René de Obaldia vient de nous quitter il y a quelques jours, à l'âge de 103 ans, ce qui m'a poussée à relire ses textes. Je connaissais surtout ses poésies, mais je n'en avais pas chez moi. En cherchant bien j'ai trouvé deux de ses pièces dont le satyre de la Villette. Cette pièce a reçu à l'époque un accueil mitigé et controversé, certains critiques y voyaient une atteinte à la morale et aux bonnes moeurs, surtout parce que le rôle d'Eudoxie était, bien sûr, joué par une enfant. La pièce fut défendue par
Ionesco et par
Marcel Aymé, ce qui n'a rien d'étonnant puis qu'on y trouve quelque chose du théâtre de l'absurde de l'un, et la poésie à la limite du surnaturel de l'autre. Ce qui m'a frappé, c'est aussi la modernité de la critique sociétale sur la télévision, les informations qui arrivent en continu, la notoriété télévisuelle.

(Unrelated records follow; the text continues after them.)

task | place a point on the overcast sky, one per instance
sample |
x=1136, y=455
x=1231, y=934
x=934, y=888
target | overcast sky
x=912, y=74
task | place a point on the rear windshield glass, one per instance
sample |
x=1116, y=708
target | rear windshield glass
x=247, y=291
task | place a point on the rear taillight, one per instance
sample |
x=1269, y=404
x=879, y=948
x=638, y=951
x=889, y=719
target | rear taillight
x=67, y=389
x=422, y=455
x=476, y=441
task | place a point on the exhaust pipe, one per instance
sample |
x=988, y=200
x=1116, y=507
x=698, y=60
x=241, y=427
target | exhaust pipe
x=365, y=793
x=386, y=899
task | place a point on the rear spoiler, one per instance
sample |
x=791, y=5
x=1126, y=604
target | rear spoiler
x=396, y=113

La pièce date pourtant de 1963, époque où il n'y avait encore qu'une seule chaîne et pas d'Internet ! La petite Eudoxie a quelque chose de Zazie, et finalement c'est elle, bien qu'elle prenne un malin plaisir à prendre les messieurs au piège de leur réputation, qui démasque le véritable satyre de la Villette, et non les policiers. le personnage de madame Cloquet est un modèle de mère possessive caricaturale. Quand au personnage du satyre, qui trompe son monde dans le premier acte, c'est le seul qui soit totalement réaliste. Comme le dit Urbain, il faut se méfier des apparences : « Fatalement, du moment où l'on « apparaît » sur cette terre, on a toutes les apparences contre soi. » A redécouvrir pour sa modernité.